Al iniciar nuestro informal encuentro hubo algo que me causó curiosidad, y fue cómo este sujeto me identificó -según él y sin razón aparente- como “padre”. Lo primero que dijo fue: “padre, cómo está”. Le respondí el saludo y por mi mente solo pasó un natural pensamiento: “me va a pedir dinero”, pero no fue así. Me preguntó mi nombre, y al escucharlo me dijo que no le gustaba, que era un nombre muy “común”, que tenía cara de llamarme “Elías”. Bromeé con él aclarándole que yo estaba muy a gusto con llamarme Pedro.

Le pregunté su nombre, pero no me lo dijo, prefirió quedar en el anonimato. Prosiguió preguntándome que, si yo era feliz, a lo que respondí en afirmativo, pero él me interrumpió opinando contrariamente. - ¿Por qué dice eso? - le proferí, y su respuesta me dejó más perplejo aún, pues me dijo en voz baja: “porque no sabes decir que no”, y se extendió aconsejándome que había que aprender a decir que no… recordé a san Josemaría y su texto en Camino, numeral cinco, que reza oficialmente “Acostúmbrate a decir que no”.

Yo le devolví la pregunta acerca de si él se consideraba una persona feliz, y la respuesta fue rápida: lamentablemente no lo era. Pero fui un poco más allá y le increpé sobre su concepto de felicidad. - ¿Qué es la felicidad para usted? – le interrogué, y su diáfana opinión personal fue: “la felicidad es hacer felices a todos los demás, a los que merecen ser felices y a los que no también”.
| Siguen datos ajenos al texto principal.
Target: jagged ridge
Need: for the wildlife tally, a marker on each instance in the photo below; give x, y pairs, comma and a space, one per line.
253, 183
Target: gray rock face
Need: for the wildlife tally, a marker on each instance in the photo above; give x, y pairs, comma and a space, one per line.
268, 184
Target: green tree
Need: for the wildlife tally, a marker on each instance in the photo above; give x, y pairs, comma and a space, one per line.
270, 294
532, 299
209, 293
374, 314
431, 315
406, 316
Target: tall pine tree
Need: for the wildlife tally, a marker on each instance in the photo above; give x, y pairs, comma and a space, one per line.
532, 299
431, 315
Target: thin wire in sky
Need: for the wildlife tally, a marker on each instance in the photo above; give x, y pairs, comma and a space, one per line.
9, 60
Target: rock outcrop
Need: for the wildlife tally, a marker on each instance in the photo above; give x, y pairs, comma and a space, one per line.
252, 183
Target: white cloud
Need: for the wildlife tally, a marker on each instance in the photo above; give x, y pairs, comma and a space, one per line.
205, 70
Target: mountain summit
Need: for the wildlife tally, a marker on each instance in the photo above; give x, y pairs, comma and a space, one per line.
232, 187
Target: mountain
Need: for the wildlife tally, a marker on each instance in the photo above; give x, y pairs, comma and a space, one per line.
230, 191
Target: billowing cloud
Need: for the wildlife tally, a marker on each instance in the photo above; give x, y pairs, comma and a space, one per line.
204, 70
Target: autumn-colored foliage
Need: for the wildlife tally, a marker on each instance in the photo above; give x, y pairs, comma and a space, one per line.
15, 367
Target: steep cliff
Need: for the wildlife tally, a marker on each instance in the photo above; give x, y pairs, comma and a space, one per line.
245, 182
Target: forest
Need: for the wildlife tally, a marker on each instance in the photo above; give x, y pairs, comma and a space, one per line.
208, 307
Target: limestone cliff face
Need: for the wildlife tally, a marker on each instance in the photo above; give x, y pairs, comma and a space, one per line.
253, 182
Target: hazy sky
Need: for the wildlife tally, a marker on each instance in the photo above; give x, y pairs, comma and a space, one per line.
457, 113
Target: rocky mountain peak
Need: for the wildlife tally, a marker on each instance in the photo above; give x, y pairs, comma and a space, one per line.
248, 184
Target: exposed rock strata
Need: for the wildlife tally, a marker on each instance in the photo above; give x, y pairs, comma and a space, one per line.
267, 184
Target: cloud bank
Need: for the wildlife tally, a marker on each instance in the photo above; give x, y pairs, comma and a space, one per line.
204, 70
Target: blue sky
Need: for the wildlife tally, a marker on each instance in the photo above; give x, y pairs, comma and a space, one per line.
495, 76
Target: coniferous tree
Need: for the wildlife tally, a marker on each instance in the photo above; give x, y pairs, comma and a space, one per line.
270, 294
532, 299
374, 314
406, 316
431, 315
¡Qué gran verdad la de este hombre! Somos realmente felices cuando hacemos felices a los demás… recordé aquel pasaje del Nuevo Testamento en el que le adjudican a Jesús la aseveración que dicta: “hay más alegría en dar que en recibir” (Hch 20, 35), es decir, la alegría auténtica parte del servicio desinteresado a los demás, buscando ser útiles y generosos, porque siempre habrá alguien que requiera de nosotros, de nuestra palabra o nuestro tiempo, como este hombre que se acercó para hablarme, pero, pienso que en realidad no creo que él necesitara de mí, sino más bien era yo el que necesitaba escuchar exactamente eso que él me dijo.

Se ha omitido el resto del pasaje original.